The session on Chemoinformatics and Computational Drug Design brings together experts investigating a variety of topics including:

  • Computational methods for medicinal chemistry
  • Machine learning models for molecular property prediction
  • Chemical reaction modelling
  • Computational structural biology

Oral presentations will be delivered by invited speakers and also selected from submitted abstracts. This includes short presentations on current scientific problems, open questions, and possible solutions.

Invited speakers:
Johannes Kirchmair - University of Vienna
Alexandre Varnek - University of Strasbourg
Rebecca Wade – University of Heidelberg

Single-Cell Analysis in Systems Biology and Systems Medicine

April 19-20

Scientific organizers: Anna Aschenbrenner (German Center for Neurodegenerative Diseases and University of Bonn) and Thomas Ulas (German Center for Neurodegenerative Diseases and University of Bonn)

By enabling the study of individual cells and the molecular changes that result in disease in unprecedented detail both in time and space, single-cell technologies are revolutionizing biomedical research. However, there are many obstacles to overcome and interdisciplinary collaborations between clinicians, data scientists, and biomedical researchers are crucial for the translation of basic discoveries into clinical practice for early diagnosis and personalized treatments.

Oral presentations will be delivered by invited speakers and selected from submitted abstracts. This includes short presentations on open problems and scientific questions. The discussion of open problems and possible solutions will be a core element.

Invited speakers:
Dvir Aran - Technion - Israel Institute of Technology
Nir Yosef - UC Berkeley
Lior Pachter - Caltech

Mathematical Biology

April 20

Scientific Organizers: Alexander Effland (University of Bonn), Juan José López Velázquez (University of Bonn)
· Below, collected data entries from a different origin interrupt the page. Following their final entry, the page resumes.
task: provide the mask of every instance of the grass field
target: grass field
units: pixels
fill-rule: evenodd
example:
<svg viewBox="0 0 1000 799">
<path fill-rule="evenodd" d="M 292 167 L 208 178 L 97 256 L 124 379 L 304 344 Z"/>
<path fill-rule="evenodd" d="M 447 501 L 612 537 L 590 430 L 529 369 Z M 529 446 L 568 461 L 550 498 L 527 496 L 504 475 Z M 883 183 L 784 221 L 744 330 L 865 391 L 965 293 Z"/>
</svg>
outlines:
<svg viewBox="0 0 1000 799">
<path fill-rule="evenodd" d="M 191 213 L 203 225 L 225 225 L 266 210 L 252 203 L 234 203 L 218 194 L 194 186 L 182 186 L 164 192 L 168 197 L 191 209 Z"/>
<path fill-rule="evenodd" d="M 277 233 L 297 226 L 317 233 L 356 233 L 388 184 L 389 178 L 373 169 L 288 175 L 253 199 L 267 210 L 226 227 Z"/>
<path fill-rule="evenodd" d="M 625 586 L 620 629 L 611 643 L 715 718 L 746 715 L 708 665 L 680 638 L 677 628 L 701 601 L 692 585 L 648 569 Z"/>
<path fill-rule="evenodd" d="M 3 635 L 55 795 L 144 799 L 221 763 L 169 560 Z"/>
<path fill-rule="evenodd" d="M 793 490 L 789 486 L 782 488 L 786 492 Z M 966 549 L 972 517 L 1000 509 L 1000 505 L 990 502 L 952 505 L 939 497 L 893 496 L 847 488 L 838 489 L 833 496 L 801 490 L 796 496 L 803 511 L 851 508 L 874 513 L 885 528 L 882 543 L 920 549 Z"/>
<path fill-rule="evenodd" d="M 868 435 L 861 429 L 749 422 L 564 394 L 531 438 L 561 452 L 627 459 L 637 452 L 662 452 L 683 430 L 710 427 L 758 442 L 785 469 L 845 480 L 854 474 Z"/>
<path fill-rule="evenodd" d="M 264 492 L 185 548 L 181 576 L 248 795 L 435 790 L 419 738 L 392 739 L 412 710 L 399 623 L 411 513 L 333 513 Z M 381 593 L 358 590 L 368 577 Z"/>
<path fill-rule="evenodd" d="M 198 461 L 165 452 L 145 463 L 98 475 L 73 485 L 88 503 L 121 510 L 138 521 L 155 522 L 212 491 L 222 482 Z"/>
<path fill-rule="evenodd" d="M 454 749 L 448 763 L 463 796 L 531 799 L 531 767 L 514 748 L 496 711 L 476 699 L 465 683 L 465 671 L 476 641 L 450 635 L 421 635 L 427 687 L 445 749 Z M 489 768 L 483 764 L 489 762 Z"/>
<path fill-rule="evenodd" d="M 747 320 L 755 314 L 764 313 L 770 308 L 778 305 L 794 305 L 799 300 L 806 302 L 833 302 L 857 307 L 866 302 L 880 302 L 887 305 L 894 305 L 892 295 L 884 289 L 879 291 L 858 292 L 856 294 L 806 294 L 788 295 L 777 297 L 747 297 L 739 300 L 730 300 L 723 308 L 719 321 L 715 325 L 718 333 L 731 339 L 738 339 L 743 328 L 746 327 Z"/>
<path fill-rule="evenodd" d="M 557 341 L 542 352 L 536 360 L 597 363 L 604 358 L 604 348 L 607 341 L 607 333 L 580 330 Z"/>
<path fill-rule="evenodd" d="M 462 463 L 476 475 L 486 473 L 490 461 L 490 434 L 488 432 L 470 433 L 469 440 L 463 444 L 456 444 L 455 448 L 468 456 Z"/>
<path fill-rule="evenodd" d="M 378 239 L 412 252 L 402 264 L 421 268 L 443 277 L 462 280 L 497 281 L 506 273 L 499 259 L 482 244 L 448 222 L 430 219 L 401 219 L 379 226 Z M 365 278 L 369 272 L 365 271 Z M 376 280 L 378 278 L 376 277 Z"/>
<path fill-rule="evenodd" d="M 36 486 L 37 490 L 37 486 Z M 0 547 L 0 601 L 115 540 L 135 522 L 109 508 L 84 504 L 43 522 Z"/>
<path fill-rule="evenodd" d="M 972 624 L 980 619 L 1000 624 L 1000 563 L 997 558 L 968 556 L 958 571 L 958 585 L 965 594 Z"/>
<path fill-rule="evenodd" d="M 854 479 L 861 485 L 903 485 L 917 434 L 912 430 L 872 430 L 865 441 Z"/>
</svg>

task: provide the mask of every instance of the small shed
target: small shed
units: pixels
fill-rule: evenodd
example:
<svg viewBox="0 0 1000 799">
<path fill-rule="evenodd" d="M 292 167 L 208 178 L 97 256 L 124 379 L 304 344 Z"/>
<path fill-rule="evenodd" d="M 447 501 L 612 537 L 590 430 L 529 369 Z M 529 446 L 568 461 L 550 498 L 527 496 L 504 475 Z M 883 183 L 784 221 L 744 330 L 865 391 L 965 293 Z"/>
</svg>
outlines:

The understanding of biological processes at different scales has greatly benefited from a rigorous mathematical modeling. The relatively diverse field of mathematical biology combines methods originating, for instance, from partial differential equations, functional analysis, or stochastic processes to model or predict these highly complex biological mechanisms. The session on Mathematical Biology covers several recent topics including

  • Coupling of cell processes
  • Amplification of chemical signals
  • Asymptotic reduction
  • Renewal equations
  • Models of cell growth.

Oral presentations will be delivered by invited and selected speakers, who will present scientific problems, open questions, and possible solutions.